Antonieta Garcia
Confissão de Natal
Não há dúvida: continuo doido varrido! Desde garoto que tenho o vício de fechar as portas à realidade pura e dura; prefiro-me vagabundo de caminhos que invento, e se, às vezes, me defronto com ruelas acanhadas e tortas, noutras faço-me romeiro de avenidas com jardins e aromas de terra molhada…
Cruzo-me com personagens que me encantam com as vozes, as ideias e os segredos que confessam; mas algumas trazem-me desânimo, desconfortam-me…
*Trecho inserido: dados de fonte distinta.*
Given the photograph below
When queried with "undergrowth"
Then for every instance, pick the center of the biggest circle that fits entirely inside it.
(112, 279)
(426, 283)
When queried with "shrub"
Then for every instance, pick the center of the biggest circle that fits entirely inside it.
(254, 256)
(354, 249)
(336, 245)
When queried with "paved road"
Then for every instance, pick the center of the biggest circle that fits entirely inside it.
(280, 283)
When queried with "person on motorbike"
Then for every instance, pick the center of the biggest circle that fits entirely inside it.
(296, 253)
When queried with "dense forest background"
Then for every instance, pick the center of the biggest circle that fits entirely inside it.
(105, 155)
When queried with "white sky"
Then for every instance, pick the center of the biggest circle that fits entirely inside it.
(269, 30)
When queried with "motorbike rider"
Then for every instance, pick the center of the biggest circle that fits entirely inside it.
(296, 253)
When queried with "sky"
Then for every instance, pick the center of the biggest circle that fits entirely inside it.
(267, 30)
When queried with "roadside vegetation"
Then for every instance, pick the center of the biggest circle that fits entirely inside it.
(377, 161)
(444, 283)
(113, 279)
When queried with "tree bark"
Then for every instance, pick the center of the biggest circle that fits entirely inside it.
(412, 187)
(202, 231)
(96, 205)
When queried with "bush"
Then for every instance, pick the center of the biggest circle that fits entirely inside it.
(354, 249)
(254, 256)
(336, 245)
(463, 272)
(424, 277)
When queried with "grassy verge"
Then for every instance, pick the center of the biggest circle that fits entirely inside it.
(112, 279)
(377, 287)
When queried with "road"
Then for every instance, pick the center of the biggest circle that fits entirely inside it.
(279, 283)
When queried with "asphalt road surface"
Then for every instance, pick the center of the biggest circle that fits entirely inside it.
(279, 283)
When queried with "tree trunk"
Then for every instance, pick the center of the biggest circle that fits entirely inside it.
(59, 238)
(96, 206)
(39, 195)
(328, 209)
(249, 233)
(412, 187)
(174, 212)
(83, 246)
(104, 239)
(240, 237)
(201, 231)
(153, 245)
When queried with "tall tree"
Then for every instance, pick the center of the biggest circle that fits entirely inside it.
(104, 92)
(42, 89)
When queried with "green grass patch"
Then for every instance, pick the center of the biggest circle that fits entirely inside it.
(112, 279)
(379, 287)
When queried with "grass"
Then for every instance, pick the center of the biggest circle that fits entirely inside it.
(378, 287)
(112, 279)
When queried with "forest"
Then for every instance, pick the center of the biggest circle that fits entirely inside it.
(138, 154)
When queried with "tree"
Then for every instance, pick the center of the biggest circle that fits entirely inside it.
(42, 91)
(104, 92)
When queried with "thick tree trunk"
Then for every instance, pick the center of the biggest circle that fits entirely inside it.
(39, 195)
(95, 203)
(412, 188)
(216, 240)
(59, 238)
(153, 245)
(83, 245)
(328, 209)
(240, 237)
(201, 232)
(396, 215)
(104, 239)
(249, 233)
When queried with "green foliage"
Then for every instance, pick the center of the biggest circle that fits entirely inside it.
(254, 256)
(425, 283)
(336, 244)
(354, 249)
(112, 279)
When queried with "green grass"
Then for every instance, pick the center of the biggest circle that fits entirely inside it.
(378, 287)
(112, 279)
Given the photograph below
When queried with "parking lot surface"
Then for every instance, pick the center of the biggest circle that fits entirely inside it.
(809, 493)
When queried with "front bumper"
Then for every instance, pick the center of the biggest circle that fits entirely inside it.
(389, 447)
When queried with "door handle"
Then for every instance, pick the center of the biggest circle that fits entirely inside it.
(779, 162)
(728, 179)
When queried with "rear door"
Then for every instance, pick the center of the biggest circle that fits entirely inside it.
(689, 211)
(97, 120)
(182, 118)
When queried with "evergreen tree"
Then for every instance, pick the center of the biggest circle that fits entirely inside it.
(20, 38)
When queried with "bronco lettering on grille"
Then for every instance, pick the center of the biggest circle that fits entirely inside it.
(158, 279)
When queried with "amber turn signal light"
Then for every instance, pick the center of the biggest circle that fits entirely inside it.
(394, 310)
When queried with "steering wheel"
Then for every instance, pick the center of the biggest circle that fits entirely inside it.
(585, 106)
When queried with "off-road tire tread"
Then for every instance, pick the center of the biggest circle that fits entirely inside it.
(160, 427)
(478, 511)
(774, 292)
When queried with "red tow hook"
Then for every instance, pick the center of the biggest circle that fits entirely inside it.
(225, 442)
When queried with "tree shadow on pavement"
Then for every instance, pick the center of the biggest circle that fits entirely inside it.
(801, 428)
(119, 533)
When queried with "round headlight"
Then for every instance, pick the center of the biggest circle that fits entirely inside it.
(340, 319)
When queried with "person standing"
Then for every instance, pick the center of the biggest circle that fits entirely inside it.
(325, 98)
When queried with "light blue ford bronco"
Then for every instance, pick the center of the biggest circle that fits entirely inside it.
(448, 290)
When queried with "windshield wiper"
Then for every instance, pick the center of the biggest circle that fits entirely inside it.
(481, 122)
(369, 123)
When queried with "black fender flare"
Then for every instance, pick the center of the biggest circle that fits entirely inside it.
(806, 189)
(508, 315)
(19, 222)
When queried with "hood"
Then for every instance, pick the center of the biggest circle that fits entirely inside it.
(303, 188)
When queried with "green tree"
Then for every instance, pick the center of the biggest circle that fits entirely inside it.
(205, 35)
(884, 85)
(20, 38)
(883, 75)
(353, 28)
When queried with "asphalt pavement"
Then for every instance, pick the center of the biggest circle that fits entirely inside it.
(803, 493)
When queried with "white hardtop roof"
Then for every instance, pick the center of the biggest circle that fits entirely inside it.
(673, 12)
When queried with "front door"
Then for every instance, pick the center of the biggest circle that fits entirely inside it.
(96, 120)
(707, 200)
Desengraço particularmente com uma misteriosa que vai construindo, como pode, descampados de alma… A depressão quase sempre de diagnóstico difícil e de cura rara, não a abandona. Quando se acerca, ocupa cantos e recantos, depenada de alegria… É de pena que se arroga o seu reino tão deste mundo. Afino bem com o coro de alívio, quando se afasta. Senhora de todas as idades levanta muros, edifica cavernas mesmo entre os bem-aventurados.
Há tempos, escapuliu-se, quando o madeiro, no adro da Igreja, aquecia muitos convivas, na noite de Consoada. Vi-a partir porque também eu marco presença, na fogueira imensa, coletiva; gosto de ver a luz a elevar-se doida de contente, as labaredas a enovelarem-se no ar, a desenharem, no chão, sombras que se movem de gente que canta ao Menino. Um deslumbramento! Andam, por aqui, memórias de pastores clássicos a desnudar a palavra, a voz a erguer-se sensível em letras e sonoridades essenciais.
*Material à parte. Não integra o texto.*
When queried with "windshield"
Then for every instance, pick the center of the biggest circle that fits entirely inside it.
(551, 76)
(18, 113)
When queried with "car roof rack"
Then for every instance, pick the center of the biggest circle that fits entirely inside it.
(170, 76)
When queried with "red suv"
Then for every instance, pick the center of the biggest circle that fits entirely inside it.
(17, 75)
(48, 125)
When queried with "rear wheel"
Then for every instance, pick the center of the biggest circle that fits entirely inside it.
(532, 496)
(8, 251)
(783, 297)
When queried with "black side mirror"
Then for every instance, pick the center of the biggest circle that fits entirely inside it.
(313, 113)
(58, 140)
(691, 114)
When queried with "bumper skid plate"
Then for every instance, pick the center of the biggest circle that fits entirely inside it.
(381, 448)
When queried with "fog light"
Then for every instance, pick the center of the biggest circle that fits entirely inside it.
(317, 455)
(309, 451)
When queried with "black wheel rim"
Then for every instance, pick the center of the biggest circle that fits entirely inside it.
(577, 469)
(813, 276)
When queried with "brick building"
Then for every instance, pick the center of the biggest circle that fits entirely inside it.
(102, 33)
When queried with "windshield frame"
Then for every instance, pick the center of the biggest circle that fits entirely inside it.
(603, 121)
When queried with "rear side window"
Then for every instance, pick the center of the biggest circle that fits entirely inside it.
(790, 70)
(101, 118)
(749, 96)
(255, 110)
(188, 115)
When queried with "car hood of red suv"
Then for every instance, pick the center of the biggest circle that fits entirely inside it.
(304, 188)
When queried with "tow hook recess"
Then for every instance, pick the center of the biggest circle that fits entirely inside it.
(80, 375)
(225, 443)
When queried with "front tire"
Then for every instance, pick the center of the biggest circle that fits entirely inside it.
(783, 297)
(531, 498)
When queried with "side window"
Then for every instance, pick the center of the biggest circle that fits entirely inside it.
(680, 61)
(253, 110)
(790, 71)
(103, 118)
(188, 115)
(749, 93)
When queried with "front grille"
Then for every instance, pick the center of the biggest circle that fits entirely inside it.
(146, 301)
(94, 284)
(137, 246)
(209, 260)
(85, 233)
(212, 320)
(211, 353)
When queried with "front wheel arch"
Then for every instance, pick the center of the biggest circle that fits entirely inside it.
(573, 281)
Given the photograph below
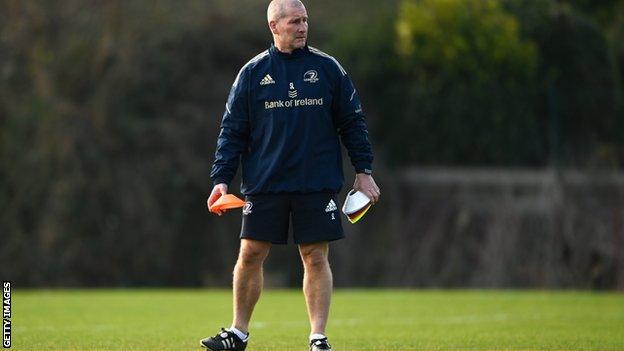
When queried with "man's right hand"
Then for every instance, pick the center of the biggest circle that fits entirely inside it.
(217, 191)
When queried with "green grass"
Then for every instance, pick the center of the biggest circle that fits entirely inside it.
(360, 320)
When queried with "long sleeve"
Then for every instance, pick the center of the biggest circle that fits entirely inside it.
(234, 135)
(349, 121)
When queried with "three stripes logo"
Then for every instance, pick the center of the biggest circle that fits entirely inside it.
(227, 341)
(267, 80)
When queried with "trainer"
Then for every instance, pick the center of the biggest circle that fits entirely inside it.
(286, 113)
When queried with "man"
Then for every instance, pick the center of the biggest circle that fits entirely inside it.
(284, 116)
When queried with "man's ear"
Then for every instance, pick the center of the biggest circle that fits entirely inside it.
(273, 26)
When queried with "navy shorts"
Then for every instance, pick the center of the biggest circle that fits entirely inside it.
(315, 217)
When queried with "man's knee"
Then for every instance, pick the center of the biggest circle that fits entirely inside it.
(253, 253)
(314, 256)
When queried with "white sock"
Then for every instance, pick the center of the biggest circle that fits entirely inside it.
(239, 333)
(317, 336)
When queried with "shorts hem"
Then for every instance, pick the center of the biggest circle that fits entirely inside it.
(264, 239)
(312, 241)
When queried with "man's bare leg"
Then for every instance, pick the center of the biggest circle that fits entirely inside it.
(317, 284)
(248, 280)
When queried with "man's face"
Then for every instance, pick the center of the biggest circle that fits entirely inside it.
(291, 31)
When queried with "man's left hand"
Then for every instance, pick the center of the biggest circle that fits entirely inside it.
(366, 184)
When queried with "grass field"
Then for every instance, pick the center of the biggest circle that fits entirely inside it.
(360, 320)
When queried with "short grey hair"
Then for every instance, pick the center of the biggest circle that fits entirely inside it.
(277, 8)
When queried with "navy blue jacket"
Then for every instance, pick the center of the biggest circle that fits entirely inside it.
(284, 116)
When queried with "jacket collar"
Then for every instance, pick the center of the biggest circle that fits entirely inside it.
(295, 54)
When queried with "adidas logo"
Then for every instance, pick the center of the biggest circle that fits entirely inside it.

Entregues magicamente à atmosfera da noite maior, que enleia o emocional e o racional, versos tradicionais espelham alegrias do nascimento, desvelam aflições e esperanças, cativam, emocionam. Explicam-nos. Criada a mãe divina à imagem e semelhança de todas as mães, embala:
Vai-te embora passarinho, / Deixa a baga do loureiro, / Deixa dormir o Menino, / Que está no sono primeiro.
Ajuda o Pai: José embala o Menino, / Que a tua mãe logo vem / Foi lavar os cueirinhos / À fontinha de Belém.
Os adoradores da luz lembram: Ó meu menino Jesus / Boquinha de requeijão / Dai-me a vossa merenda / Que a minha não tem pão.
Na festa, outros regalam o Menino com uma pomba branca, a da paz: Ó meu Menino Jesus,/ Eu Vos venho entregar / Esta linda pomba branca / Para o Menino brincar.
Do culto pagão do solstício de inverno, ficou também, o elogio do alimento ritual: Natal, natal: / Filhós com vinho / Não fazem mal. / Não fazem mal / Só fazem bem / Só as não come,/ Quem as não tem.
Dia de oferta de prendas, de gastronomia melhorada…
Lembro-me de, em miúdo, ter preparado um pedido, na noite de Consoada; peguei num papel, escrevi o que desejava, dobrei-o muitas vezes, aconcheguei-o ao coração. Depois, meti-o no sapato, à beira da chaminé… Orei a Santo António. Soltei palavras ditas e repetidas, enroladas na língua de uma oração que sabia. O Santo advogado dos perdidos sabia o meu pedido secreto. Era milagreiro… Leria a minha súplica? Confiava mesmo na maravilha de uma dádiva ou fazia de conta que acreditava?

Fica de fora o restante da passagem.